Specific regiment: Royal Irish Fusiliers, (Listed as 10444, A/Corporal, 9th Batt, 25 April 1917)

Areas served in: He was at the Battle of the Somme (pictured below) and he served in the Middle East with T. E. Lawrence

Did you have much contact with him?

He died before I was born, in February 1962. He was 71 years old.

What are your most striking memories of him ?

He was lost in the trenches in the war and blinded by gas. He was sent to a military hospital in Belfast and fully recovered his sight.

Where is he buried?

In Deansgrange cemetery, South Dublin

Do you have any mementos of him?

I was told that he was friends with Lawrence as they served together for many years. Indeed, when they were making the film about Lawrence with the great Peter O’Toole – image below – they came to ask my grandfather about his memories of Lawrence.
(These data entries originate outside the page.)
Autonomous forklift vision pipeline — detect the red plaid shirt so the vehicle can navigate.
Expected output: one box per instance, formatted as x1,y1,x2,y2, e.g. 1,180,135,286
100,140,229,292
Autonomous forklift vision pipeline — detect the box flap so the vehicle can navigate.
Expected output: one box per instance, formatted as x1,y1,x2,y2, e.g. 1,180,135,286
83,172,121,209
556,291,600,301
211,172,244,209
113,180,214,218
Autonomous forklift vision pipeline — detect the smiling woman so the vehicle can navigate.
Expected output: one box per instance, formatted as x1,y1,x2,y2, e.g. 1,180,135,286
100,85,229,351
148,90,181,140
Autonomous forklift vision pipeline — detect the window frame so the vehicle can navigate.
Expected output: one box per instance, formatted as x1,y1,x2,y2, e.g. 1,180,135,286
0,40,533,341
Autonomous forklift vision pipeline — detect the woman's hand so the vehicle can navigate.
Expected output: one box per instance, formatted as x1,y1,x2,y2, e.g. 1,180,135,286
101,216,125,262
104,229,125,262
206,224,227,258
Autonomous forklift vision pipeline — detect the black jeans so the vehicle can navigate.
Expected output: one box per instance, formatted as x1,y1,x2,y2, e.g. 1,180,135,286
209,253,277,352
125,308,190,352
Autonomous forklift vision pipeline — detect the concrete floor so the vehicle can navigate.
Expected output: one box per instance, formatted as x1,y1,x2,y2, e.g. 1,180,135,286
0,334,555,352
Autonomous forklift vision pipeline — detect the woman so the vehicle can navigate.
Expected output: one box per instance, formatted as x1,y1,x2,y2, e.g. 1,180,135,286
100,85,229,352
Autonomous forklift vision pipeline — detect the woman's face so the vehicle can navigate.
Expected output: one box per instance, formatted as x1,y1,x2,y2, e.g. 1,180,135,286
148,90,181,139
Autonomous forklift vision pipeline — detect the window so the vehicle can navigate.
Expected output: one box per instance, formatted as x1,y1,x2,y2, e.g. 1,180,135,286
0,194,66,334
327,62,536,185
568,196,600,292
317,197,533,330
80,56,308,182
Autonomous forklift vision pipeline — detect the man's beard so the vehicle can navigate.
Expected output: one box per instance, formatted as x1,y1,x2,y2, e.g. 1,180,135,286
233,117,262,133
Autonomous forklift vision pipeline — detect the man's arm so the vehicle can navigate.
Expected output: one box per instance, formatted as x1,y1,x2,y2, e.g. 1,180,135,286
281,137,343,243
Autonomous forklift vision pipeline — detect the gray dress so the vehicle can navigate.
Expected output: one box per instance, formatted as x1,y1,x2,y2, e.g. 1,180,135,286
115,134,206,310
Hugh Bredin – from Leitrim to two world wars

Soldier’s name : Hugh Bredin

Descendent : Deaglán de Bréadún

Deaglán de Bréadún is an author and journalist. For many years, he was an Irish Times correspondent, covering the Northern Ireland peace process and international affairs. He is the author of The Far Side of Revenge – Making Peace in Northern Ireland (2001, and 2008).

Deaglán’s uncle Hugh Bredin fought in two world wars and was mentioned in dispatches by Field Marshall Douglas Haig.

Your own name: Deaglán de Bréadún

Your relative: Lance-Corporal Hugh Bredin (uncle) from Kiltyclogher, County Leitrim

Period of activity : World War One and Two

Specific regiment: Royal Irish Regiment; Inniskilling Fusiliers; Royal Artillery.

Areas served in: Belgium and France.

Did you have much contact with him?

He was a house-guest at my family home in County Wexford after his retirement.

What are your most striking memories of him?

He was mentioned in despatches in the First World War and evacuated from Dunkirk in the Second World War. Amiable person, battle-scarred.

Scene from the movie Dunkirk (2017)

Where is he buried?

London

Do you have any mementos of him?

Yes – the photograph and documents reproduced see above.